Review, The Big Bad Blues, Billy F. Gibbons, Rock and Blues Muse

By Dave Resto

Blues-rock guitar legend and Rock and Roll Hall of Fame inductee, Billy F. Gibbons is back with a new solo album, The Big Bad Blues. Produced by Gibbons and Joe Hardy, it arrives on September 21 via Concord Records.

On his first solo album Perfectamundo (Concord Records, 2015), Billy F. Gibbons explored his Afro-Cuban influences. On The Big Bad Blues, he returns to his Blues roots, with seven new songs and four classic Blues covers. The album features bassist Joe Hardy, drummers Greg Morrow and Matt Sorum, keyboardist Mike Flanigin, and harmonicist James Harman.

From the opening licks of “Missin’ Yo’ Kissin’”, Gibbons’ distinctive guitar tone is immediately recognizable. Likewise, from the moment he growls, “Hey, hey, hey,” we know who is singing. That’s because this is his return to the genre he grew up with, the genre he went on to shape and influence with ZZ Top. His sound is his brand, and in his native Texas, your brand is who you are.

“My Baby She Rocks” is a slow rolling, ‘flat tire’ Texas shuffle. The over-driven harmonica is pushed up in the mix, so it stands toe-to-toe with Gibbons’ guitar as they trade solos.

“Second Line” establishes a loose, swingy, streets of New Orleans groove, which is mostly achieved through the interaction between the drums and keyboard. Gibbons’ vocals are relaxed and his lyrics playful as he sings, “You so fine, I’ll be standin’ in line!” His guitar solo has a great Chuck Berry country/rock flavor.

“Let the Left Hand Know” and “That’s What She Said” are a pair of relaxed Blues shuffles that allow for some leisurely Blues harp and lazy slide guitar.
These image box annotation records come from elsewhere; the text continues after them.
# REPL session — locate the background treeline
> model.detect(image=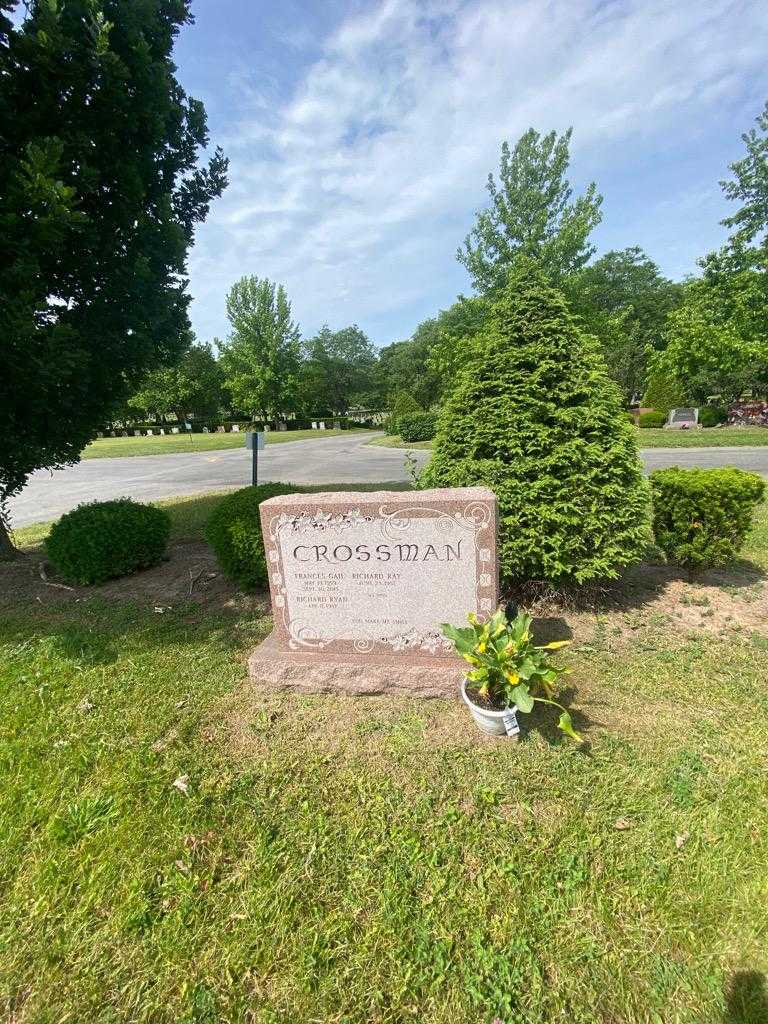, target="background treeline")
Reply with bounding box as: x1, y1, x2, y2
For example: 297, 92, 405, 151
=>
125, 106, 768, 422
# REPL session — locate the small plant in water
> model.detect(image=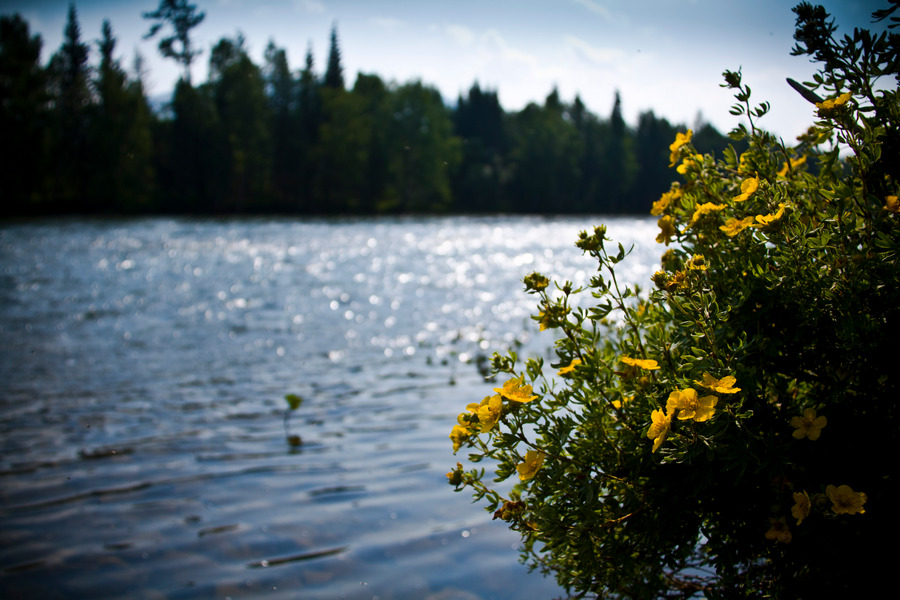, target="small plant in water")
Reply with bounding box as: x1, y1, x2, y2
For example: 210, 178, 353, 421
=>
284, 394, 303, 448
“Mo’ Slower Blues” is all attitude. The lyrics don’t actually tell a story; instead, they conjure up images of dirty deeds and bad decisions. Gibbons’ guitar tone sounds as mean as a rattle snake.

Using his gift for infectious, danceable grooves, Gibbons give us “Hollywood 151.” It’s an up-tempo shuffle with touches of the “Eliminator” production sound. What puts it over the top is the very sing-able slide guitar phrase. Simple genius.

Paying respect to a pair of his major Blues and Rock and Roll influences, Gibbons covers two songs by Muddy Waters and two by Bo Diddley.

“Standing Around Crying” is faithful to the Muddy Waters original. It’s unhurried and gritty. Gibbons sings it with sadness and gravel in his voice. He makes each note on the guitar sing with pain.

“Rollin’ and Tumblin’” is straight down the middle Blues-rock. Hardy plays a thunderous bass line as the drums slosh and crash. Gibbons smokes the strings with his riffing and slide playing. If there’s a comparison to ZZ Top to be made on this album, it’s this track.

“Bring it to Jerome” is a good example of Rock and Roll pioneer Bo Diddley’s contribution to the Blues. The repetitive riff quickly becomes a hypnotic groove that won’t let go.

Gibbons ends the album with Diddley’s “Crackin’ Up.” The feel-good, Calypso tune bridges the gap between Gibbons’ previous Afro-Cuban effort and this Blues collection. His authentic, of that era sound was achieved by playing an old Gretsch Duo-Jet guitar.

Next year, Gibbons, Dusty Hill and Frank Beard will mark ZZ Top’s 50thanniversary. But Gibbons isn’t sitting around waiting to be congratulated for that achievement. He’s got music to make, and with this album he’s back to The Big Bad Blues.